= John Mackenzie Bacon =

English astronomer, aeronaut and lecturer

Reverend John Mackenzie Bacon (19 June 1846 – 26 December 1904) was an English astronomer, aeronaut, and lecturer.

==Background==
John was the son of John Bacon, the vicar of Woodlands St Mary in Berkshire, and grandson of John Bacon, a sculptor.

==Studies==
He was elected a Fellow of the Royal Astronomical Society in 1888. Bacon and John Nevil Maskelyne filed a patent for inflating balloons. He died in Cold Ash in Berkshire.

==Eclipses==
Both John and his daughter Gertrude were members of the British Astronomical Association. The BAA organised expeditions to observe total solar eclipses, which John and Gertrude went on. The first was to Vadsø in Finnmark, Norway (eclipse date 9 August 1896), which was unsuccessful due to cloudy weather.
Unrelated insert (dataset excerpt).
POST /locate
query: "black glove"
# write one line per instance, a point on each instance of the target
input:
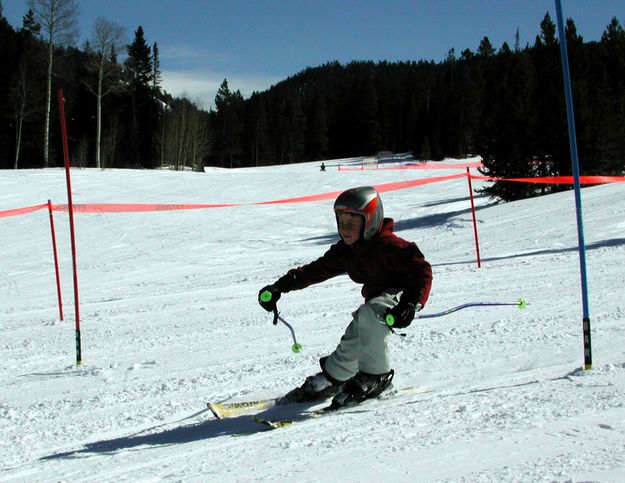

The second was to Buxar in India (eclipse date 22 January 1898). Here they succeeded in filming the eclipse, but unfortunately the film has been lost.
 The Bacons also went on a ballon flight in November 1899 piloted by Stanley Spencer to observe the Leonid meteors. The flight took off from Newbury at 4:00am on Thursday 16 November and drifted westward with the flight ending near Neath. Very few meteors were observed however. A third eclipse expedition was to Wadesborough, North Carolina (eclipse date 28 May 1900) and was also successful.